Size Appeal of SysCom, Inc., RE: SNI United, LLC, SBA No. SIZ-6195

Background

The Air Force posted an RFQ for refuse and recycling services. The procurement was set aside for participants in SBA’s 8(a) Business Development Program. After reviewing proposals, the Air Force awarded the contract to SNI United, LLC. SNI was a joint venture between US Trash, an 8(a) participant, and Six Nations, Inc., a small business.

SysCom, an unsuccessful offeror filed a size protest. SysCom alleged SNI was not eligible for award because the joint venture was not controlled by the 8(a) member. The SBA Area Office issued a size determination concluding SNI was small. SNI determined that under SNI’s bylaws and joint venture agreement, US Trash was the majority owner and managing venture of SNI. Thus, the venture was controlled by the 8(a) member.

SysCom appealed the size determination to SBA’s Office of Hearings and Appeals. OHA reversed. OHA reasoned that while SNI represented itself as majority-owned and controlled by US Trash, its assertions were inconsistent with the company’s status as an LLC under Michigan law. Michigan law statutorily vests management of an LLC in all members unless a particular member is identified as manager in the company’s Articles of Organization or operating agreement. SNI’s company documents had not identified a managing member, so it was not clear who controlled the company. OHA remanded back to the Area Office to assess whether SNI’s business and ownership structure satisfied the SBA’s joint venture requirements.

On remand, the Area Office asked SNI additional questions about its corporate structure. The questions didn’t clear up the matter. SNI had drafted corporate documents without legal counsel. This had resulted in a bizarre structure: “a hybrid LLC with corporation-like-appendages.” The Area Office found the peculiarities of SNI’s structure made a decision impossible. The Area Office concluded that a decision didn’t make sense until SNI’s “sui generis business and ownership structures are found to be valid and enforceable.”

SysCom appealed again to OHA

Analysis

OHA found the Area Office should have sustained the protest. SNI’s joint venture agreement stated the company was controlled by the 8(a) member. But neither its operating agreement or articles of organization identified a manager. The joint venture agreement thus conflicted with Michigan LLC law. Under the circumstances Michigan law took precedence. SNI was not legally controlled by an 8(a) participant.
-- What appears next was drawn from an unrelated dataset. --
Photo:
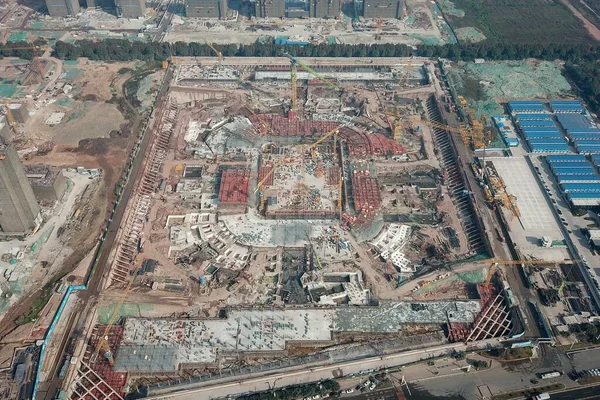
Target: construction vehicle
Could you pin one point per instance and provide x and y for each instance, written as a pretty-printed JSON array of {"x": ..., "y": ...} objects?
[{"x": 494, "y": 264}]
OHA also noted that under SNI’s bylaws a majority of the board was required to establish a quorum and take action. But SNI’s board only had two member.s One of these members was the President of Six Nations. Thus, Six Nations could conceivably assert negative control over the joint venture even if US Trash was the managing member.

OHA concluded by noting the Area Office shouldn’t have equivocated on a decision. While the Area Office thought the facts were unclear, it also harbored serious doubts as to whether SNI was a joint venture. The Area Office should have resolved those doubts in the protester’s favor. The concern whose size is challenged has the burden of proving it’s small.

SysCom is represented by Douglas P. Hibshman and Sean Milani-nia of Fox Rothschild LLP. SNI is represented by Terry L. Elling, Amy Fuentes, and Danielle R. Rich of Holland & Knight, LLP.